Malaria is spread by the Plasmodium parasite which invades human red blood cells.
So far attempts to develop a vaccine that prevents the organism entering cells have proved unsuccessful.
As little as a decade ago vaccine experts considered the challenge of tackling the mosquito-borne infection impossible.
It is hoped the discovery will lead to new treatments or vaccines to combat the malaria scourge which claims a million lives a year.
A major obstacle has been that the parasite is so adaptable. When entry through a molecular ‘receptor’ on the cell wall is blocked, the organism switches to another.
The new research has identified a single red blood cell receptor that appears to be essential for malaria infection.
The scientists showed that the parasite has to interact with the receptor in a certain way to gain entry.
They also demonstrated that disrupting this interaction completely prevented the parasite invading red blood cells. Crucially, this was true across all parasite strains tested, suggesting that the receptor was a universal entry pathway.
”By identifying a single receptor that appears to be essential for parasites to invade human red blood cells, we have also identified an obvious and very exciting focus for vaccine development,” said co-author Dr Julian Rayner, also from the Sanger Institute.

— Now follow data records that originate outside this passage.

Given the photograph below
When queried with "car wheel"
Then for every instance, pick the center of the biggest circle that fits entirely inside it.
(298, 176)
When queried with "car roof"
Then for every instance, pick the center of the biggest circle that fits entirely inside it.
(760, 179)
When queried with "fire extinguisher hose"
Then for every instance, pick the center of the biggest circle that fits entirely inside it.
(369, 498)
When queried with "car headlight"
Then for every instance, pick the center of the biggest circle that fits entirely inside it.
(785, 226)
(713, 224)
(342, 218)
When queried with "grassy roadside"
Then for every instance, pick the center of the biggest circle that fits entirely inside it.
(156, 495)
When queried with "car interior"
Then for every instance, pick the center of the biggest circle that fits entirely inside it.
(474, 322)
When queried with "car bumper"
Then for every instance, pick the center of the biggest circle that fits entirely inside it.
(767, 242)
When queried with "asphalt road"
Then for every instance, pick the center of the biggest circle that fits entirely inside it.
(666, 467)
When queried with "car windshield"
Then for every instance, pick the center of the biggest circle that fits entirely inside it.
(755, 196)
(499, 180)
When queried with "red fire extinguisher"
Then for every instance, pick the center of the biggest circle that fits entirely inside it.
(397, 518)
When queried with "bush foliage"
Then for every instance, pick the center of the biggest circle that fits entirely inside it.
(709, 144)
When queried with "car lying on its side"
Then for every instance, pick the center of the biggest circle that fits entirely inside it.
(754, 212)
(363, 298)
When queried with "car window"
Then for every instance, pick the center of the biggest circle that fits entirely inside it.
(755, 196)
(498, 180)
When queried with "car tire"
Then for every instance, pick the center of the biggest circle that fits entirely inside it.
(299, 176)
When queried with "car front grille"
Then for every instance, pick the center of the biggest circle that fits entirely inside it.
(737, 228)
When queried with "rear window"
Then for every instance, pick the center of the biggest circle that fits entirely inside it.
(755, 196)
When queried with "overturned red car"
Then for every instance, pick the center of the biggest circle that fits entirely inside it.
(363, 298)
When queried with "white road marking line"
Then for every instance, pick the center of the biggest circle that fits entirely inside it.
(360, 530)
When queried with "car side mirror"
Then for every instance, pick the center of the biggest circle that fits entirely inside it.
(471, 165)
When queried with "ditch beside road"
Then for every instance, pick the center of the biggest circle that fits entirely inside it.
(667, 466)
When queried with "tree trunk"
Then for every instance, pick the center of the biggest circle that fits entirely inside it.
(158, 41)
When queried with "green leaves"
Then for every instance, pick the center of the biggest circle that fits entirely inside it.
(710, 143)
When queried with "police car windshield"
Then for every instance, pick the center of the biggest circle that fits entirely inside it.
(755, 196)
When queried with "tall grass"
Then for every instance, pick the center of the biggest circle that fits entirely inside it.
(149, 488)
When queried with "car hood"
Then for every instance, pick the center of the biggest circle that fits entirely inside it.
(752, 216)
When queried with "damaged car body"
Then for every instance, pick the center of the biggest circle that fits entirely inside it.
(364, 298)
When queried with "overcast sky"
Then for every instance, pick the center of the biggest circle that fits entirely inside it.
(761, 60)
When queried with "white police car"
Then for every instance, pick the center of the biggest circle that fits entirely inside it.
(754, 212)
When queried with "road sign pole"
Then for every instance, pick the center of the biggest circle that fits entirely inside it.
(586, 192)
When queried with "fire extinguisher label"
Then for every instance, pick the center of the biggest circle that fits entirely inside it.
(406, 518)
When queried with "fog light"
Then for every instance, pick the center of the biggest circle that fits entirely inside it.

”The hope is that this work will lead towards an effective vaccine based around the parasite protein.”
Vaccinating against malaria will be the most cost-effective and simplest way to protect populations against the disease.
”The discovery of a single receptor that can be targeted to stop the parasite infecting red blood cells offers the hope of a far more effective solution.”
Professor Adrian Hill, Wellcome Trust senior investigator at the Jenner Institute, Oxford, said: ”Recent reports of some positive results from ongoing malaria vaccine trials in Africa are encouraging.